Vanity Poem by Zvinodaishe Kusangaya

Vanity



Vanity

Empty, like a blessing made to a nonexistent god,
Hopeless like a man who knows not his purpose.
I meagerly trudged the path that led me to nowhere,
My life an empty palette on which no artist dare paint.

Refreshing rays of sunlight did not move or stir me,
All attempts to resuscitate me were vain and futile.
I lay there monotonously without a thought or feeling,
Vanity had slain me and left my remains here to rot.

Her soft touch did not bring about a feeling within me,
It did not melt the ice that had become my helpless self.
Frozen and abandoned I waded the dark seas of despair,
Dear Vanity had left me here, left me here to surely die.

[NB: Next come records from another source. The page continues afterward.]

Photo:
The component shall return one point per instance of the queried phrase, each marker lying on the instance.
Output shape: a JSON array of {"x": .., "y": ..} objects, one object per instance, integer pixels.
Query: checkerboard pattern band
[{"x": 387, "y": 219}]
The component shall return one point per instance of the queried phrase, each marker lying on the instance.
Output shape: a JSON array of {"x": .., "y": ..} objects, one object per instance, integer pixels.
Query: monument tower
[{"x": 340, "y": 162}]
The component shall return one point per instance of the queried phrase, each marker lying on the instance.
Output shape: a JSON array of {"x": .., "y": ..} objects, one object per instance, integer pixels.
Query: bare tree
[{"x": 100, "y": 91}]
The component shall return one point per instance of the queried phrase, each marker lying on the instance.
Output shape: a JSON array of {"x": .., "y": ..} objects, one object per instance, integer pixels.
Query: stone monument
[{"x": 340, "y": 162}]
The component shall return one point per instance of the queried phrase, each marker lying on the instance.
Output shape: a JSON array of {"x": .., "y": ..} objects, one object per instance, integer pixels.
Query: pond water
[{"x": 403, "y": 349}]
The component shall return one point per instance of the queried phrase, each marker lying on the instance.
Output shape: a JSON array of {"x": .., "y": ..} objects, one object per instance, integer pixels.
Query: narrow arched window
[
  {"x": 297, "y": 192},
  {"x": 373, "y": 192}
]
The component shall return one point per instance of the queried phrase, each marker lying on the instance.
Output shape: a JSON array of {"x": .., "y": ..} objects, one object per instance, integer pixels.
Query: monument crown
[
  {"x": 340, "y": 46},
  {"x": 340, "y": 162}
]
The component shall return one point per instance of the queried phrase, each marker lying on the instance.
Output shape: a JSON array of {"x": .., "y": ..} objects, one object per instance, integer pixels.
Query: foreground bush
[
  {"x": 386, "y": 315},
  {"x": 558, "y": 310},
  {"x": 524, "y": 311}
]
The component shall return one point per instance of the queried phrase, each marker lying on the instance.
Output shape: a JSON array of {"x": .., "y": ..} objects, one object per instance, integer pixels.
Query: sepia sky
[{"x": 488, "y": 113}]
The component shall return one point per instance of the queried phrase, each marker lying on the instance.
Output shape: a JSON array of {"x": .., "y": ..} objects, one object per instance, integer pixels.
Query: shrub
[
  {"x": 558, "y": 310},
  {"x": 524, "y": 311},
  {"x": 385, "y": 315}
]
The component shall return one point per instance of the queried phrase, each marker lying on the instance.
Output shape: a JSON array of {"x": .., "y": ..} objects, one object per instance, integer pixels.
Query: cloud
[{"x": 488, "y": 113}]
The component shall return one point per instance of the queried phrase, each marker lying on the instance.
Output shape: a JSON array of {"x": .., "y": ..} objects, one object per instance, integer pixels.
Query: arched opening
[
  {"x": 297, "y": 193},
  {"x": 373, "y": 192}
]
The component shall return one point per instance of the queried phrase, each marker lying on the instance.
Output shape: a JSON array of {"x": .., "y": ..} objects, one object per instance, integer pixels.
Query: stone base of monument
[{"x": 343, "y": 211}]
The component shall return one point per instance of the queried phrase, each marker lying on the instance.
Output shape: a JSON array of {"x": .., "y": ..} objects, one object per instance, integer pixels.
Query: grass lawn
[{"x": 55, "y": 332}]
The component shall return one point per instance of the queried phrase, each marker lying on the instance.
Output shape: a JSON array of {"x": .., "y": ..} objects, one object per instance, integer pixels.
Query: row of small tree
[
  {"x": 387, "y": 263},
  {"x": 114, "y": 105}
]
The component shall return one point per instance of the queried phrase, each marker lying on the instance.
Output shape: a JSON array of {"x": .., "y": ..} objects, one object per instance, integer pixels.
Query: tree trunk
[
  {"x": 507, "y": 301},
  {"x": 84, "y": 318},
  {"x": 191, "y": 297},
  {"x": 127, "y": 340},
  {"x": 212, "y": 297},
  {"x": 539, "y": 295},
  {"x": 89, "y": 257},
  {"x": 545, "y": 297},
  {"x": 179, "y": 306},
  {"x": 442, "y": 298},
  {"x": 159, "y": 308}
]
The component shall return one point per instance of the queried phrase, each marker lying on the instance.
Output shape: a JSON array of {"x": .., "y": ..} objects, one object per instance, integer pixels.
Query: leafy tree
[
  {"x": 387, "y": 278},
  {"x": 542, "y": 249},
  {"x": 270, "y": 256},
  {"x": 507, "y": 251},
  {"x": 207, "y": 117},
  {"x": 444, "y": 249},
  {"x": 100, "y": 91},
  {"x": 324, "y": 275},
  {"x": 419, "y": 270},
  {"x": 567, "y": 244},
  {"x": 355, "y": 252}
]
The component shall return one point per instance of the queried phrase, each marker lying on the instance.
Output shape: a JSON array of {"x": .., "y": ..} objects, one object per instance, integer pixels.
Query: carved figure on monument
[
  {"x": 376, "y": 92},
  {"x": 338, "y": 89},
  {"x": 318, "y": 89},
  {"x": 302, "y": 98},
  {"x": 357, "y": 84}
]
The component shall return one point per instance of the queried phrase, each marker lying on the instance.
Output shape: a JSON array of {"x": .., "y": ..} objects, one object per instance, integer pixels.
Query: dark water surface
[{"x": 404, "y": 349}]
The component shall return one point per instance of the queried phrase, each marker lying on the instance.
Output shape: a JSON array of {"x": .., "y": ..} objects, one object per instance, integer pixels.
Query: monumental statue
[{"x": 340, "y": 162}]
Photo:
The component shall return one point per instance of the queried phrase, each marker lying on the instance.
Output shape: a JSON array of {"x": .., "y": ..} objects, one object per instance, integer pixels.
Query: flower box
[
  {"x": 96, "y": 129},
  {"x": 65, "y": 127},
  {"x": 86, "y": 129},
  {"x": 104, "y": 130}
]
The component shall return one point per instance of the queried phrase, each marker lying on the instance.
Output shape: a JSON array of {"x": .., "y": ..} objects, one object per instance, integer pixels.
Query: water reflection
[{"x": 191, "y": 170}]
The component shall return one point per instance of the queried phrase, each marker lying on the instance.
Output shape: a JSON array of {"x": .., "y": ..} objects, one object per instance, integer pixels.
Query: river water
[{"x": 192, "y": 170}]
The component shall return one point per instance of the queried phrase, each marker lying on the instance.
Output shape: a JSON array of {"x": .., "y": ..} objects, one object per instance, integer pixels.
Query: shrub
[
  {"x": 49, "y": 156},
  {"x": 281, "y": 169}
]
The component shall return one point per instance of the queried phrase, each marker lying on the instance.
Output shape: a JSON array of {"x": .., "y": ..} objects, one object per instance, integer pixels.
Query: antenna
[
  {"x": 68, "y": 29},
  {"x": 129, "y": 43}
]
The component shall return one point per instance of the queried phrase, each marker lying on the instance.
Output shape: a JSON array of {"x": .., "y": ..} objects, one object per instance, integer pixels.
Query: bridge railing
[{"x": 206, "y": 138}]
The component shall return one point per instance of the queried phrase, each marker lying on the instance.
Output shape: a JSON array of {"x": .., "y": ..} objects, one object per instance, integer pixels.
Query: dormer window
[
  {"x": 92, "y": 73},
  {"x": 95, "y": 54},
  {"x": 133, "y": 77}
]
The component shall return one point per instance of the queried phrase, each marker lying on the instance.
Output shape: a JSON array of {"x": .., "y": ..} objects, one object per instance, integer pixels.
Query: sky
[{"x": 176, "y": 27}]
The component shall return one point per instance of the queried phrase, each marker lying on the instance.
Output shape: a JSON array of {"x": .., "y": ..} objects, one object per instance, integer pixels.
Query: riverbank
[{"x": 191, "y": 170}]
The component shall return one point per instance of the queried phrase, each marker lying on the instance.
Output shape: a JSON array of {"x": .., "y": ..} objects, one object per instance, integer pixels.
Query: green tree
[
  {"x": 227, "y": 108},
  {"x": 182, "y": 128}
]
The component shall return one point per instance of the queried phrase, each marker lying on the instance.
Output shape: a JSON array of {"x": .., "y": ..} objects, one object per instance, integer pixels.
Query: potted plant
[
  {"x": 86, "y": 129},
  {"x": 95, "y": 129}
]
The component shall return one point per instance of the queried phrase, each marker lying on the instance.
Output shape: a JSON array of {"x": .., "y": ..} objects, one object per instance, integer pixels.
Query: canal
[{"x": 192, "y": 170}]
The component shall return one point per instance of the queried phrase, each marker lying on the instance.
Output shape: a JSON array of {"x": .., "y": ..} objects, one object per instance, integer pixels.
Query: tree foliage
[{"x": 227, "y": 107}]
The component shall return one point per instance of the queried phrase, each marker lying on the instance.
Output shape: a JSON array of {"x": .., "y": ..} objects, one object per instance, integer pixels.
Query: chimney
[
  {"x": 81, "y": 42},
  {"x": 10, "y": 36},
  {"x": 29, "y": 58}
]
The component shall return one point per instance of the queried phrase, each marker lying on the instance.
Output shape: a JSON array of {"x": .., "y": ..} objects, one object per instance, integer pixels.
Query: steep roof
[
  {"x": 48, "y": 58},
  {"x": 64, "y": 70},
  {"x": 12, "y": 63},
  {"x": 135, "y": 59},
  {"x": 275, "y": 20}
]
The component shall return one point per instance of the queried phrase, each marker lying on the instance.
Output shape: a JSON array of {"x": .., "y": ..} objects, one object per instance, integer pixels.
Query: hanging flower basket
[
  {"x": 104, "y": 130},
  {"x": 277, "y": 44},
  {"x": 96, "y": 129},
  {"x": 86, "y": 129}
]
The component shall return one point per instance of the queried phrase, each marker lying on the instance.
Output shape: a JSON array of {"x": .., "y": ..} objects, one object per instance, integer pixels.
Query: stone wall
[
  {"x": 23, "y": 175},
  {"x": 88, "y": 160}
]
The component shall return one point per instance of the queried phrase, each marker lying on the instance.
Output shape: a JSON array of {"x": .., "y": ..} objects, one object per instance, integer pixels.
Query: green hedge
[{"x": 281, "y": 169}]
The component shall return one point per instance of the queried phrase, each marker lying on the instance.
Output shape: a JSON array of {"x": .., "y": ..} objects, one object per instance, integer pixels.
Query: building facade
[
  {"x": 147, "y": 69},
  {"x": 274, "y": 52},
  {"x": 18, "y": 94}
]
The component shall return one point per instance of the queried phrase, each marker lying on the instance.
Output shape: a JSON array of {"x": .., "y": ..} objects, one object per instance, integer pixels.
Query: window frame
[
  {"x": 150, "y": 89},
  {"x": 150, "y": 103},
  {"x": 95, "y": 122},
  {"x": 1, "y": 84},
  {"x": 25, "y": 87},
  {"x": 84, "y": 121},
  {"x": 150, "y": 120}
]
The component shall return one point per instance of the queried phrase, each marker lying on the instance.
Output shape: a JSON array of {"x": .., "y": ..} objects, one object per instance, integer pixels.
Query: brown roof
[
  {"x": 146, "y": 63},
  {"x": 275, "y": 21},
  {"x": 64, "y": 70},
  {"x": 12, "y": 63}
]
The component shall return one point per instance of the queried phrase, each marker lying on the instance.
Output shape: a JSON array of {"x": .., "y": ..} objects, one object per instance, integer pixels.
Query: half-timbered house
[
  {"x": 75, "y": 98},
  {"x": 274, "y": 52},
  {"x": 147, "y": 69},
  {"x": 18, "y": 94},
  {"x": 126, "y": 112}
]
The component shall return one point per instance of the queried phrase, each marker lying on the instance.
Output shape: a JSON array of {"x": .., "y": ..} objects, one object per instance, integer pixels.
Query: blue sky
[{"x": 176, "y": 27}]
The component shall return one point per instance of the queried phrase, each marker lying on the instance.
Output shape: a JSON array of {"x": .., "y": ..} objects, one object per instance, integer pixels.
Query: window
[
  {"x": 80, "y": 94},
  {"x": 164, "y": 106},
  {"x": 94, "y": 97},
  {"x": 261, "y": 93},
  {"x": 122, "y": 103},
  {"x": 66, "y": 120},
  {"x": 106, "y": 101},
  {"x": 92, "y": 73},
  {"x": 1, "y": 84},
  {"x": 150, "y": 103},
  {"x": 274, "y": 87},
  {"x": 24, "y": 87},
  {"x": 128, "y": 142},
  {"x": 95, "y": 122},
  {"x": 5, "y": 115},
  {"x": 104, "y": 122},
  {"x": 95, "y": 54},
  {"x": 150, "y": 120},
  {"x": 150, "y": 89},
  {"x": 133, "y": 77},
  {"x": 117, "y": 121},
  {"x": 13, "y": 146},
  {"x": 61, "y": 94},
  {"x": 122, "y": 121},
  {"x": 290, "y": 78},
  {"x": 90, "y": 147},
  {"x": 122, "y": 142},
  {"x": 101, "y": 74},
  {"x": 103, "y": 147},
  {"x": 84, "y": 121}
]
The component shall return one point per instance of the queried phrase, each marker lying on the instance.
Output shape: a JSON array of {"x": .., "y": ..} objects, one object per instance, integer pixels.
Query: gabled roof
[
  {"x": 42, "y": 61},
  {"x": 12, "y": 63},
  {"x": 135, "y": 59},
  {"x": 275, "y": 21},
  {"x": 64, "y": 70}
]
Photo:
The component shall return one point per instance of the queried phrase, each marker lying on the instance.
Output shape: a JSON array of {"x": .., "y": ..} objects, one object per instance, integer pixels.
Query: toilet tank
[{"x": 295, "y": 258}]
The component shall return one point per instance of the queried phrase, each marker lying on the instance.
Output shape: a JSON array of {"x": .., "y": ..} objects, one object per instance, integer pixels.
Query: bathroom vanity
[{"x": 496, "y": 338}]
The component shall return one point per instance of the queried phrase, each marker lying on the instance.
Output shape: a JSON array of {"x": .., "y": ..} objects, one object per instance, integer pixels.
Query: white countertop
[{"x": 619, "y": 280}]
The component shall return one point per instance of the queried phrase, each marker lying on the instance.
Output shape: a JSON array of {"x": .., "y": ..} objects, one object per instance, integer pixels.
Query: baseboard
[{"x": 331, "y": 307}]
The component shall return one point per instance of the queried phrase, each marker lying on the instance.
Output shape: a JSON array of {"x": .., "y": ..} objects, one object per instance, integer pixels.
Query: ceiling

The true joy of a summer's breeze could not save me,
The feel of the sun and smell of roses were not salvation.
With hurt heavily upon my soul I destroyed these roses,
I cursed the poor old sun and condemned the soft breeze.

I viciously hiked the monstrous mountain of meaning,
I prayed that the peak would bring some sort of relief.
Each day I climbed but the peak got higher and higher,
Vanity had abducted Meaning and left me with Meaningless.

'I hate the dammed light! ' I screamed in sheer anguish,
'All it does is illuminate the emptiness and the agony.'
It was true the light really did make visible our ghosts,
It made so bright the dark monsters inside my closet.

Vanity stared solemnly at me and began to laugh loudly,
'You're a bloody fool for believing in so much! ' he mocked.
'Did you honestly believe that something would save you?
The emptiness can't be undone, you can't ever beat me! '

He stood there unmoving as if he had turned to stone,
His void eyes were firmly fixed upon my shaking person.
Bitterness neither blinked nor spoke a single word,
Just kept staring at me, the poor victim of his pal Vanity.

Whispers in the dark neither woke nor startled me,
Paralysis had run rampant upon my shaming body.
Sympathy and pity eluded those who stared upon me,
'He's living vainly, ' they said 'Poor hopeless wanderer.'

I began to shiver and tremble and scream of atrocities,
Sanity had packed his bags and fled my sinking ship.
I saw a guardian angel, Vanity, offer to protect me
So I held tightly as he spread his wings and we flew away.